Сцевола. Мне, уж, конечно, будет приятно. Я ведь сам пытался навести тебя на этот разговор, да Фанний меня опередил. Так что удовольствие ты доставишь нам обоим.
Лелий. Ну, меня-то и подавно это не обременит, — особенно если бы я мог полагаться на собственное разумение. Предмет для разговора прекрасный, и мы, как сказал Фанний, ничем не заняты. Но ведь кто я такой? Под силу ли мне такая беседа? Только ученые люди да еще греки привыкли рассуждать без подготовки на заданную тему. Великое это дело, да и опыт какой нужен! Вот у них-то, привычных на людях вести речь о любом предмете, вы и спрашивайте про все, что только можно наговорить о дружбе. А я могу сказать вам одно: цените дружбу выше всего, что дается человеку, ибо нет ничего более согласного с его природой, ничего нужнее ему и в счастье и в беде.

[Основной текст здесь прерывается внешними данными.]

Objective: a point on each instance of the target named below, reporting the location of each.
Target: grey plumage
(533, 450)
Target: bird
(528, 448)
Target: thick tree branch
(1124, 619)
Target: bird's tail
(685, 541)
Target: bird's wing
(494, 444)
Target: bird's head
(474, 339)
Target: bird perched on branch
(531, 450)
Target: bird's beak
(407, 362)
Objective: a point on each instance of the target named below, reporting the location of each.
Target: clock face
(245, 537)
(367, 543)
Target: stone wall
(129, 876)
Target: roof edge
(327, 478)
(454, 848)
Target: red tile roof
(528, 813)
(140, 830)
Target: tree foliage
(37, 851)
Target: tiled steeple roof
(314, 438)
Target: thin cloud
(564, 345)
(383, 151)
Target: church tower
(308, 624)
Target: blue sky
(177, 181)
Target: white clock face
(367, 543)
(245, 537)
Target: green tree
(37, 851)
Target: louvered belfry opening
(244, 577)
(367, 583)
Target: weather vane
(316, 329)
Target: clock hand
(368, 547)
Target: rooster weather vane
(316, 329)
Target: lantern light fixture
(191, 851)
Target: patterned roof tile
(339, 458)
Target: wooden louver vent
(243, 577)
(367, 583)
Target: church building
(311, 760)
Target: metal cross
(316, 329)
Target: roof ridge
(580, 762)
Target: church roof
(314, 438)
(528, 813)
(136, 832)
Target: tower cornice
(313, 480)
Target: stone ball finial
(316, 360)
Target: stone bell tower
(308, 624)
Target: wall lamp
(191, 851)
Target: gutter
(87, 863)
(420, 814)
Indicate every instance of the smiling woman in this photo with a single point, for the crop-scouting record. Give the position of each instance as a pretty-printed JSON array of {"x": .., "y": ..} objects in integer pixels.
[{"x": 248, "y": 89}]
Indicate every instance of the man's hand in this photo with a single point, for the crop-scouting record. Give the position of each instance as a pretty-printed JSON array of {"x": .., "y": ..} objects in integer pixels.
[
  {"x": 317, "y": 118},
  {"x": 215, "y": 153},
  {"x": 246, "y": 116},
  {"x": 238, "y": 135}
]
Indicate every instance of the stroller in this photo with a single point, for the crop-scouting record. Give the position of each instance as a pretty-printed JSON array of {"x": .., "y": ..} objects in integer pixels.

(18) Главное здесь, на мой взгляд, вот что: дружба может соединять лишь достойных людей. Я не хочу придираться к словам, как те, кто рассуждает о дружбе весьма тонко и, может быть, даже верно, только без всякой пользы людям. Они уверяют, что звание достойного человека пристало только мудрецу. Пусть даже так, но под мудростью-то они понимают нечто такое, чего ни одному смертному еще не удавалось достичь, тогда как нам надлежит вести разговор о вещах, которые знакомы каждому, существуют в быту и в жизни, а не только в мечтах или благих пожеланиях. Ведь ни Гай Фабриций, ни Маний Курий, ни Тиберий Корунканий, которых признавали мудрыми наши предки, по их мерке мудрыми бы не считались. Ладно, пусть берут себе это вожделенное и непонятное наименование мудреца — согласились бы только, что всё это были достойные мужи. Нет, и того не хотят: нельзя, говорят, признать достойным того, кто не достиг мудрости. (19) Что ж, давайте, как говорится, рассуждать, не мудрствуя. Все, кто своими деяниями и жизнью заслужил уважение как люди верные, честные, справедливые, великодушные, в ком нет ни алчности, ни вожделений, ни наглости, кто верностью долгу равен только что мною перечисленным, — это и есть достойные мужи. Так мы привыкли их называть, так будем называть и впредь, ибо они следовали, насколько то в человеческих силах, природе — лучшей наставнице в достойной жизни. Нельзя, мне кажется, не видеть, что самим рождением мы предназначены вступить в некоторую всеобщую связь, особенно тесную с теми, кто ближе, — сограждане нам ближе чужестранцев, родные ближе посторонних, и дружить с ними указано самой природой. Это, однако, дружба еще не по-настоящему крепкая. Дружба тем выше родства, что для последнего необязательна приязнь, а для первой необходима; отнимите чувство приязни — и дружбы не останется, родство же сохранится, каким было. (20) Сколь великая сила заложена в дружбе, яснее станет вот из чего: под действием ее связь, установленная природой и охватывающая род людской в его безграничности, втесняется в столь узкие пределы, что соединяет лишь двух или нескольких человек.